Ece, Derya ve Eylül uçar gibi arabadan indikten sonra hızlı adımlarla eve ilerlediler. Kapı açıldığında etraftaki temizlik kokusu burunlarına dolmuştu. Ayakkabıları çıkarıp parmak uçlarında içeri girdiklerinde şaşkınlıkla Buğlem'i izleyen Canan hanıma, ardından siyah şortu ve pembe atleti ile yer silen kıza bakmışlardı. Ece 'ne oluyor' der gibi Buğlem'i gösterdiğinde Canan hanım dudak büzmekle yetindi.

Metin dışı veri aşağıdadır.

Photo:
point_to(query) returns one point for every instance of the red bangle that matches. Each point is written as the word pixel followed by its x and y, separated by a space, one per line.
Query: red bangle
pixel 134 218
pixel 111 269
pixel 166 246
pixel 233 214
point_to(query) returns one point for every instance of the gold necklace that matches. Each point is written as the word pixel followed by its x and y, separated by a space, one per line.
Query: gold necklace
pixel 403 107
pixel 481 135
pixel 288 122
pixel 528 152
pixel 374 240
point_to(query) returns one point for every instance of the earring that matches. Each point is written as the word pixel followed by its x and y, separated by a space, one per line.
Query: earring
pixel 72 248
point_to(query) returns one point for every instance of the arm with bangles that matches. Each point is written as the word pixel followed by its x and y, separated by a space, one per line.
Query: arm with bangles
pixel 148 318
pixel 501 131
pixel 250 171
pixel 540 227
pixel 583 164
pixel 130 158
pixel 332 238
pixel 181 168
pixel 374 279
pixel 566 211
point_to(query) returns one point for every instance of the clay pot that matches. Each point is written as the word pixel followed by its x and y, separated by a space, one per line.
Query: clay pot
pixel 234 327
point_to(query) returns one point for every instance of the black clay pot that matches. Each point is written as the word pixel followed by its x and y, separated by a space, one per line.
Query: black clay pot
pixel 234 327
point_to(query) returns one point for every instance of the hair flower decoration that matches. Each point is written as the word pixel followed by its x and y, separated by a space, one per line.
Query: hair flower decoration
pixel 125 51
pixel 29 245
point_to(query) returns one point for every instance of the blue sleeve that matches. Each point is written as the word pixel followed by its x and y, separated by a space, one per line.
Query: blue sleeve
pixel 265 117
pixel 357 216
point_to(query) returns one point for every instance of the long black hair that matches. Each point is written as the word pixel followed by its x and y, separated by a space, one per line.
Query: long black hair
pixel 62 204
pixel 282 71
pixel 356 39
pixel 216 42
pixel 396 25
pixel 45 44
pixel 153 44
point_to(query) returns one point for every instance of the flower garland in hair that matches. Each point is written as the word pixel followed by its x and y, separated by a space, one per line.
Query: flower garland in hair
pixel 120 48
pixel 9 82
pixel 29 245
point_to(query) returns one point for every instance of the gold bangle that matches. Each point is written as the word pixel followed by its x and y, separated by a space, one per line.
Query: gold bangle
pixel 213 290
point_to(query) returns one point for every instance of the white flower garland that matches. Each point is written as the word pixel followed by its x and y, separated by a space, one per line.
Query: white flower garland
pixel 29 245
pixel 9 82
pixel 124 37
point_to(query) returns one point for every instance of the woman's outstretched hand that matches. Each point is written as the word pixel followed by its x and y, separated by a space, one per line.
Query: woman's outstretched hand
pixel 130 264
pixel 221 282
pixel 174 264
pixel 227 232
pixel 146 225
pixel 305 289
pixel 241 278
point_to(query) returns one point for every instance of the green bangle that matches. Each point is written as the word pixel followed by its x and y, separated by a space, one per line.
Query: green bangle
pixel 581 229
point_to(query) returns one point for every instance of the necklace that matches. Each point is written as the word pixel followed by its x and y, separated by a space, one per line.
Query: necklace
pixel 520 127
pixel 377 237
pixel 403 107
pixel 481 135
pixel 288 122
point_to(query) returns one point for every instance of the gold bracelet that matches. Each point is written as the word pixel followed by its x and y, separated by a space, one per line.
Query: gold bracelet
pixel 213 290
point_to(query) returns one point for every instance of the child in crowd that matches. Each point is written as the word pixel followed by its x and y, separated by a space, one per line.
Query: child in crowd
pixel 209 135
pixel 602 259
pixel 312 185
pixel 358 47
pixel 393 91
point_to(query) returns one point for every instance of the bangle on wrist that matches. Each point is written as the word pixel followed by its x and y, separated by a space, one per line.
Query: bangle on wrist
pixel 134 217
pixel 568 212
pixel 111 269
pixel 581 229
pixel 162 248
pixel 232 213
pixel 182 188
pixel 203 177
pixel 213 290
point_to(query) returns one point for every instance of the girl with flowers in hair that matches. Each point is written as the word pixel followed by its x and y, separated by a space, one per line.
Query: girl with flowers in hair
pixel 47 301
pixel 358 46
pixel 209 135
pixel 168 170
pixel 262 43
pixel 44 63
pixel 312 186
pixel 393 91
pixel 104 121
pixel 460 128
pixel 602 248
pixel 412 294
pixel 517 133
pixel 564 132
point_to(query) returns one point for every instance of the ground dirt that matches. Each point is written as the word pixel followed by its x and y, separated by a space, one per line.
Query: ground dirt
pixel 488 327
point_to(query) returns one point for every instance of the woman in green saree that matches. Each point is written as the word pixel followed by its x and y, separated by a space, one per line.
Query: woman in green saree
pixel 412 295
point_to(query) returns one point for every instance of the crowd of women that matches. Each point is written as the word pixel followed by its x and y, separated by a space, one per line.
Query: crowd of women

'Buğlem' Derya seslense de kız dönüp bakmamıştı bile.

'Buğlem...' Eylül'e de tepki vermeyince kızlar korku ile yaklaşmaya başladılar. Derya kızın omzuna dokunduğunda Buğlem çığlık atarak yerinden sıçramıştı.

'Aaaaa...' şaşkın bakışları kızların üzerinde gezerken kulaklıklarını çıkarıp çatık kaşlarla bakmaya devam etti.

'Siz ne arıyorsunuz burada ya, şirkete gitmediniz mi?'

'Kız resmen kovdu bizi. Allah aşkına tatlım şu tipine bak bi, seni bu halde bırakıp nasıl şirkete gideriz biz.'

'Ne varmış halimde?' Ece gözlerini devirdiğinde Buğlem'in kaşları havalanmıştı. Eylül ise işaret parmağını kıza doğru sallayarak bedenini işaret etmişti.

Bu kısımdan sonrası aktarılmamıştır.